Masonry is what I live each and every day!


----------



## Bro. Stewart P.M. (Dec 23, 2010)

Good for you Brother Benjamin!! I wish you the best of luck in your endeavor, it sounds like your compass is leading you in the right direction!


----------



## Blake Bowden (Dec 23, 2010)

Indeed!


----------



## blackbeard (Dec 23, 2010)

THAT is how things get done...may not be easy, may not make everyone happy, but MUST be done to GET things done....good job brother!  i hear brethren complain about things that don't get done or don't get done right...if you have the time to complain about it, then take the time to FIX it.  i think this the core of what freemasonry is.  we ALL have the power to make change happen to better ourselves, our lodge, our community, and even our country...props to you for making that stand.


----------



## koricua74 (Dec 26, 2010)

Well said; your posts are inspiring as well as educational brother. Good luck to you in the upcoming year.


----------



## turtle (Dec 26, 2010)

Well said brother!


----------



## Jamesb (Dec 27, 2010)

It's good to shake the pillars once and a while.


----------



## Dave in Waco (Dec 27, 2010)

Well said brother!!  We must keep our foundation in good repair.  Without a strong blue lodge foundation, the rest of our groups are built on sand.


----------



## Hippie19950 (Dec 27, 2010)

Bro. Benjamin,
   This is what we have done. Many of us are contributing more to OUR Lodge, than anything other than Church. We are making some progress, in getting things moving forward once again. I have had my S.D. with me many times, when I visit a Brother, someone with the City, or any other thing I do. This is to hopefully give him some guidance I didn't get. It will also let others know we are trying to work as a team. I was laid off this past August, but am able to get enough work to take care of my family, contribute to Church, and still give a little extra to Lodge. Not as much for any of the three as I would like, but still taking care of them. This is what we all need to do, when we see our Lodge is slipping a bit. Stop it before it gets too bad, as it is a LONG trip back.
   Good Work Brother.


----------



## Raymond Walters (Dec 30, 2010)

Excellent! The Symbolic Lodge should have your utmost attention. 
First, the honor bestowed on you by your lodge warrants that one should work to improve their lodge. 
Second, ALL the lessons of Freemasonry are to be found in the degrees of the Symbolic Lodge(EA, FC, MM-including the Holy Royal Arch)
Third, I commend you for being willing to adjust and help improve the lodge, and yourself in the process!


----------



## Bro. Staton (Nov 3, 2014)

This is a very good post and we face the same issues at my lodge and as the Senior Deacon I too am looking for ways to the change the abnormal conditions in which it exist at this point. This is a very good post and many as I am starting to see forgot about the blue lodge as they progress to other houses.
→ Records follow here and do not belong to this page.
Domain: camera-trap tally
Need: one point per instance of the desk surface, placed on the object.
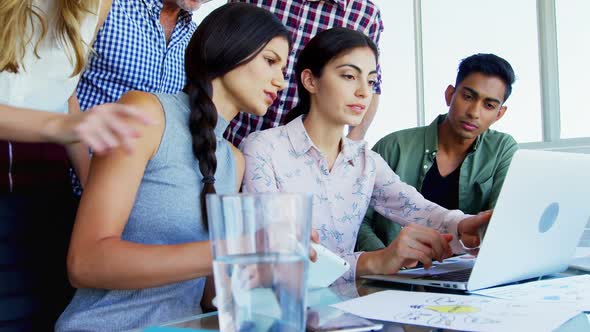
(343, 292)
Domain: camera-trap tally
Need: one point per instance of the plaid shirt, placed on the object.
(304, 19)
(131, 54)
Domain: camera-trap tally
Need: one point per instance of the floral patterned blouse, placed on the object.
(284, 159)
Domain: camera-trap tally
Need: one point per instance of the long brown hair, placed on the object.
(19, 15)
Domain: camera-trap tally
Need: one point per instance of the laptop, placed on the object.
(538, 220)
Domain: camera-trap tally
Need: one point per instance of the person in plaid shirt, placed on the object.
(304, 19)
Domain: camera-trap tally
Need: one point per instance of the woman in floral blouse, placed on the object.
(336, 72)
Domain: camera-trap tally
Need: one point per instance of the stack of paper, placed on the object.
(460, 312)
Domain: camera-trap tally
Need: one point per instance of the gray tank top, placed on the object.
(166, 211)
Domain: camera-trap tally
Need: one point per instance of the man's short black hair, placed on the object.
(489, 65)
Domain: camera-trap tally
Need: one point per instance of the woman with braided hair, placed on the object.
(139, 252)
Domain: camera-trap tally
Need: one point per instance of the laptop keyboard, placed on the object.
(459, 276)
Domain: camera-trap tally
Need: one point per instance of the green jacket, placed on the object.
(411, 152)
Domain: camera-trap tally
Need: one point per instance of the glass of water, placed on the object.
(260, 259)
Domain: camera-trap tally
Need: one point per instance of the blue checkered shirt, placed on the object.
(131, 54)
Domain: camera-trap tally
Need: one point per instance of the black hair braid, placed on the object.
(202, 122)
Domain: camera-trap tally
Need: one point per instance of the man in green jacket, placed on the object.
(456, 161)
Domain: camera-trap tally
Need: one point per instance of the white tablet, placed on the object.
(326, 269)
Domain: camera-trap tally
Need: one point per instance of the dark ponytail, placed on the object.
(320, 50)
(230, 36)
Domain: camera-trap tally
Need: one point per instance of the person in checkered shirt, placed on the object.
(140, 46)
(304, 19)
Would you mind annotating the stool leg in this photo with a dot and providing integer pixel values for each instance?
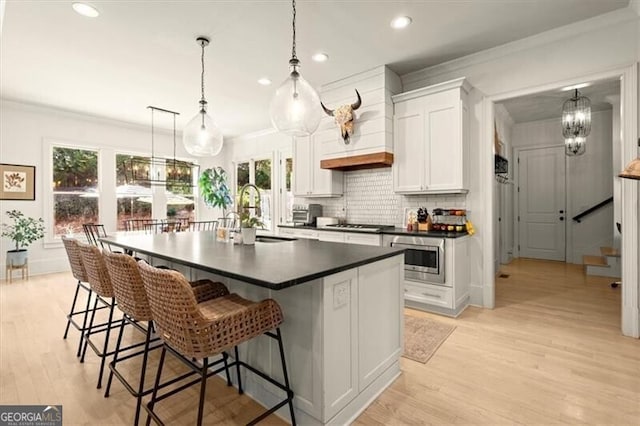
(84, 321)
(203, 389)
(145, 356)
(73, 306)
(115, 357)
(88, 331)
(156, 385)
(286, 376)
(225, 356)
(106, 343)
(240, 391)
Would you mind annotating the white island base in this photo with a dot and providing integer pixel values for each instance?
(343, 339)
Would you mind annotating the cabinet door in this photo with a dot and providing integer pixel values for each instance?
(444, 142)
(409, 160)
(331, 236)
(363, 239)
(301, 166)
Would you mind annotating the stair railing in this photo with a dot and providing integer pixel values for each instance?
(578, 217)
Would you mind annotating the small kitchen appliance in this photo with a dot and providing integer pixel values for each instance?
(324, 221)
(306, 214)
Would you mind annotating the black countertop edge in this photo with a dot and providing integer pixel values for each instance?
(394, 231)
(260, 283)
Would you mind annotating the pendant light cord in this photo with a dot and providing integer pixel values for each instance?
(293, 24)
(202, 100)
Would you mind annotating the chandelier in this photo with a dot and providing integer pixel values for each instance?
(158, 170)
(201, 137)
(295, 107)
(576, 123)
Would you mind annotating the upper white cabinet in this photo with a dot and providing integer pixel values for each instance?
(431, 139)
(309, 180)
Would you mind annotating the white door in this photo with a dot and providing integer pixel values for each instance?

Never forget your home!! You will always need to come back to it...Simple saying with weight...


----------



## Hotep357 (Dec 29, 2014)

I know this post is old but how does one invest in his lodge?


----------



## Bill Lins (Dec 29, 2014)

Hotep357 said:


> I know this post is old but how does one invest in his lodge?


One can do it financially, or by investing his time & effort, or both.


----------